Dau Dayal has been making bells of varied shapes and sizes for more than 30 years, but what he and his team has pulled off this time has surprised everyone in Uttar Pradesh's Jalesar town -- a bell weighing 2,100 kg for the Ram temple in Ayodhya.
Mr Dayal and his collegue Iqbal Mistri (craftsman) say this is the first time they have worked on a bell of this size.
"When you work on a bell of this size, the difficulty levels increase manifold," Mr Dayal, 50, a fourth-generation bell maker, says. "It's really hard to ensure you don''t make a single mistake in the months-long process."
"What excited us was that we were making it for the Ram temple, but fear of failure also remained at the back of our mind," he says.
"Success in such tasks is by no means guaranteed. The whole effort goes to waste even if there is a delay of five seconds in pouring the molten metal into the mold," according to Mr Mistri.
"What's unique about it is that it is just one piece, from top to bottom. It doesn't have multiple pieces welded together. This is what made the task much more difficult," the 56-year-old says, revelling in his achievement.
The bell is not just brass, but made of "ashtadhatu", a combination of eight metals -- gold, silver, copper, zinc, lead, tin, iron and mercury.
"This piece, which is one of the largest bells in India, will be donated to the Ram temple," says Vikas Mittal, the chairman of Jalesar municipal council in Etah district and the owner of the workshop where the bell has been manufactured.
The Mittals got the order to prepare a 2,100-kg bell from the Nirmohi Akhara -- a litigant in the Ayodhya title dispute -- immediately after the matter was decided last November, paving way for the construction of the temple.
"We believe there is some divine reason that this work came to us. So, we decided why don't we donate it to the temple," says Aaditya Mittal, the chairman's brother, adding that it cost them Rs 21 lakh.
From initial planning to design finalisation to manufacturing, the entire process took around four months. "A final touch is needed before it is on its way to Ayodhya," Shubham Mittal from the family says.
The casting of a bell involves multiple, lengthy steps -- determining the shape and measurement painstakingly, cutting out wooden templates to make the mold, preparing metal, tuning, grinding, and fitting the clapper.
A crane was used to pour the alloy into the mold.

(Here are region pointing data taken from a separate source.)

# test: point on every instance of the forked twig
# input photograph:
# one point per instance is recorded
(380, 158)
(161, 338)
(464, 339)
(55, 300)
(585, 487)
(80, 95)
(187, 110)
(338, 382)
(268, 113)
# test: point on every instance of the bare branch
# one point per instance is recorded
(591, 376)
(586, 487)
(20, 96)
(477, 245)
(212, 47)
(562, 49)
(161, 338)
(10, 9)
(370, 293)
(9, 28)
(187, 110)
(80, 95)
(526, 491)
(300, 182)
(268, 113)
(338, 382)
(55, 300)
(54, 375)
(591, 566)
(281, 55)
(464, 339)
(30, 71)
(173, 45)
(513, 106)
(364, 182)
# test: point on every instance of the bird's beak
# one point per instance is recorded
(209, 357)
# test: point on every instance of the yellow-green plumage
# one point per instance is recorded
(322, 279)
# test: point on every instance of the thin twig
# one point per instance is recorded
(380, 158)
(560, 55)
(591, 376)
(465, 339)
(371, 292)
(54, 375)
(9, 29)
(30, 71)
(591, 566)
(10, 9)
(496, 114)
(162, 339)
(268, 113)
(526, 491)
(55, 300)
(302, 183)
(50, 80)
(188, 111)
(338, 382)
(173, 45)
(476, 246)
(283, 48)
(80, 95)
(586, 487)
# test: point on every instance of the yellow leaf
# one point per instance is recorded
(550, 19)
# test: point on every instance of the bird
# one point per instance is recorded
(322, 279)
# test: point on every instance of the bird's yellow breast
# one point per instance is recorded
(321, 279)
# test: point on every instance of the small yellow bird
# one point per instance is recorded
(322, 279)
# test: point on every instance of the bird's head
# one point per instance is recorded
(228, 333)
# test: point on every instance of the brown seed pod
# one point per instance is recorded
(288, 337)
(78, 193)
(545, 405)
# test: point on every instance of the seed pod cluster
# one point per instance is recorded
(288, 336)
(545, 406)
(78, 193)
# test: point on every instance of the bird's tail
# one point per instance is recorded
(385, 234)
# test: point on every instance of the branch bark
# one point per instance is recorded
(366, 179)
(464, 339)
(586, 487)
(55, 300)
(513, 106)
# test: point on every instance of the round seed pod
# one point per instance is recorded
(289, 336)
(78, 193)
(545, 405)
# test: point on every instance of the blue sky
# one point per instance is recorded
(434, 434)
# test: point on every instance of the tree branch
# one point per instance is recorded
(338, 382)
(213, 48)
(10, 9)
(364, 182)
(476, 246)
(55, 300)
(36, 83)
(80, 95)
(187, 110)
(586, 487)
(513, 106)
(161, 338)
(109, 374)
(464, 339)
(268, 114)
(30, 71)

A team of around 25 workers, Hindus and Muslims both, worked for a month, eight hours a day, to make what could be "among the largest bells" in the country.
Before this, Mr Dayal had cast a 101-kg bell that is being used at the Kedarnath temple in Uttarakhand.
"This is the largest and the heaviest bell we have worked on so far. We had also cast a 1,000-kg bell for Mahakaleshwar Temple in Ujjain," he says, as he prepared material to cast a regular six-inch bell used in temples and schools.
The Mittals had also presented a 51-kg bell to Yogi Adityanath, when he came to Etah to address his first public meeting after becoming the chief minister, according to the family.
Jalesar's brass craft has also earned it benefits under the Adityanath government's "one district-one product" scheme.
It aims to encourage indigenous and specialised products and crafts in the state that are found nowhere else -- like the ancient and nutritious ''kala namak'' rice, wheat-stalk craft, and chikankari and zari-zardozi work on clothes.